McKeown and the Idea That Social Conditions Are Fundamental Causes of Disease

Bruce G. Link, PhD and Jo C. Phelan, PhD

The authors are with the Mailman School of Public Health, Columbia University, New York, NY. Bruce G. Link is also with the New York State Psychiatric Institute, New York, NY.

Correspondence: Requests for reprints should be sent to Bruce G. Link, Epidemiology of Mental Health Disorder, 100 Haven Avenue, Apt 310, New York, NY 10032 (e-mail: bgl1{at}columbia.edu.

In an accompanying commentary, Colgrove indicates that McKeown's thesis—that dramatic reductions in mortality over the past 2 centuries were due to improved socioeconomic conditions rather than to medical or public health interventions—has been "overturned" and his theory "discredited."
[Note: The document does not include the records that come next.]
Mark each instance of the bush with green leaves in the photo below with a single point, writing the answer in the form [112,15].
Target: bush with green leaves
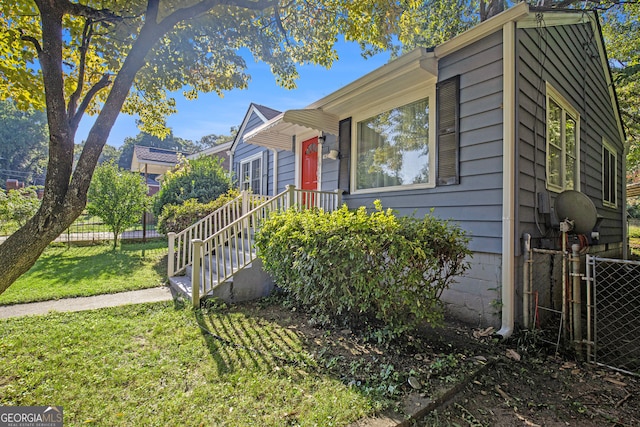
[118,197]
[175,218]
[203,179]
[374,271]
[17,206]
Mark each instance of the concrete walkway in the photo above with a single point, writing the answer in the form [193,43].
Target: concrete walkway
[87,303]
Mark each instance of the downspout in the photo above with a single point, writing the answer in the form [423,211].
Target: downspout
[275,172]
[508,176]
[623,204]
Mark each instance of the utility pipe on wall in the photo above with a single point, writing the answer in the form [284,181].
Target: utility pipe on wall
[526,280]
[576,297]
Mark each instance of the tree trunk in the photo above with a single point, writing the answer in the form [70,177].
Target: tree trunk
[490,8]
[23,248]
[65,194]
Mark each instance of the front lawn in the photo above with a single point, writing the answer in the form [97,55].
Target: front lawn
[71,271]
[160,365]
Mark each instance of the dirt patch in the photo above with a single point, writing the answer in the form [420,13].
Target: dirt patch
[515,386]
[543,392]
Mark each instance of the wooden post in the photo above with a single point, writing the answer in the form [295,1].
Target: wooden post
[338,198]
[171,258]
[196,278]
[144,215]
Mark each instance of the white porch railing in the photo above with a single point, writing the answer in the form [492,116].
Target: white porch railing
[217,258]
[180,247]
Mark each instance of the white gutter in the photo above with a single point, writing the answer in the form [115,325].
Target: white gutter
[275,172]
[508,177]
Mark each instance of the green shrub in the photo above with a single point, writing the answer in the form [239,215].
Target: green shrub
[175,218]
[374,271]
[203,179]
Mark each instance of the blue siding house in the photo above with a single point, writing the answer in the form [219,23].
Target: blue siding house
[486,129]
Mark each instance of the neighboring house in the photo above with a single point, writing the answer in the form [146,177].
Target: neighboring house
[220,151]
[153,162]
[485,129]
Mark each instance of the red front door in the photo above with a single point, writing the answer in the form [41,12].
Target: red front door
[310,164]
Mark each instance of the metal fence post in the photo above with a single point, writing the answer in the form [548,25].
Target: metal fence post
[171,257]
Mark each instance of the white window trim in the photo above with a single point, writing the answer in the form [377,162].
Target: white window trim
[566,106]
[408,96]
[250,160]
[606,146]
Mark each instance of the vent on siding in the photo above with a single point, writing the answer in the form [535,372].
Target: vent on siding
[448,132]
[344,146]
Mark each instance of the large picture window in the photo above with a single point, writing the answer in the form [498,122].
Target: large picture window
[393,148]
[251,174]
[609,175]
[563,143]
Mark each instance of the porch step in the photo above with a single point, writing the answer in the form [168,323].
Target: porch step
[247,283]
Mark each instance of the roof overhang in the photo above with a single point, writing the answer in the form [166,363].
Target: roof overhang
[278,132]
[150,166]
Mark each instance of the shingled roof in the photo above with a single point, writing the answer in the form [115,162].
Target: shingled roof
[155,160]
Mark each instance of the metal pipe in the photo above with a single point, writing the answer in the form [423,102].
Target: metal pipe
[526,280]
[576,297]
[564,227]
[589,280]
[508,187]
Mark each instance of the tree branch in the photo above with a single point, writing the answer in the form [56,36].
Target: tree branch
[77,9]
[152,11]
[206,5]
[33,41]
[84,47]
[74,119]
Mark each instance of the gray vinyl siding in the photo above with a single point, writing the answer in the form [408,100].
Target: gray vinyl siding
[579,76]
[329,181]
[244,151]
[286,169]
[475,203]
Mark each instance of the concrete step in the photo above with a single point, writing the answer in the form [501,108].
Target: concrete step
[247,284]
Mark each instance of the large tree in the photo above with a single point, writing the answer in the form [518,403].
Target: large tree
[106,56]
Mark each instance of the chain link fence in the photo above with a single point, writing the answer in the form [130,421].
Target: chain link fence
[91,229]
[616,308]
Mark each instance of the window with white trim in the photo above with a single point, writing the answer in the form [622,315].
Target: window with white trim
[563,143]
[251,174]
[394,148]
[609,174]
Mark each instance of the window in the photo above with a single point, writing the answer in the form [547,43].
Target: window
[393,148]
[609,175]
[563,144]
[251,174]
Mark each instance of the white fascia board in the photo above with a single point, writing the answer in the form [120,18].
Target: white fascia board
[554,19]
[419,60]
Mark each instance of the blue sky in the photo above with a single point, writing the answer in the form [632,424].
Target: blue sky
[210,114]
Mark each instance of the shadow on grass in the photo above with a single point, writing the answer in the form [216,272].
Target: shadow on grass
[238,341]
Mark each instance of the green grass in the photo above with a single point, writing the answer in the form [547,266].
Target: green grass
[70,271]
[153,365]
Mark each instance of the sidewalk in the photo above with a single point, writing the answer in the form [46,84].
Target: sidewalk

McKeown sought to explain a very prominent trend in population health and did so with a strong emphasis on the importance of basic social and economic conditions. If Colgrove is right about the McKeown thesis, social epidemiology is left with a gaping hole in its explanatory repertoire and a challenge to a cherished principle about the importance of social factors in health.

We return to the trend McKeown focused upon—post-McKeown and post-Colgrove—to indicate how and why social conditions must continue to be seen as fundamental causes of disease.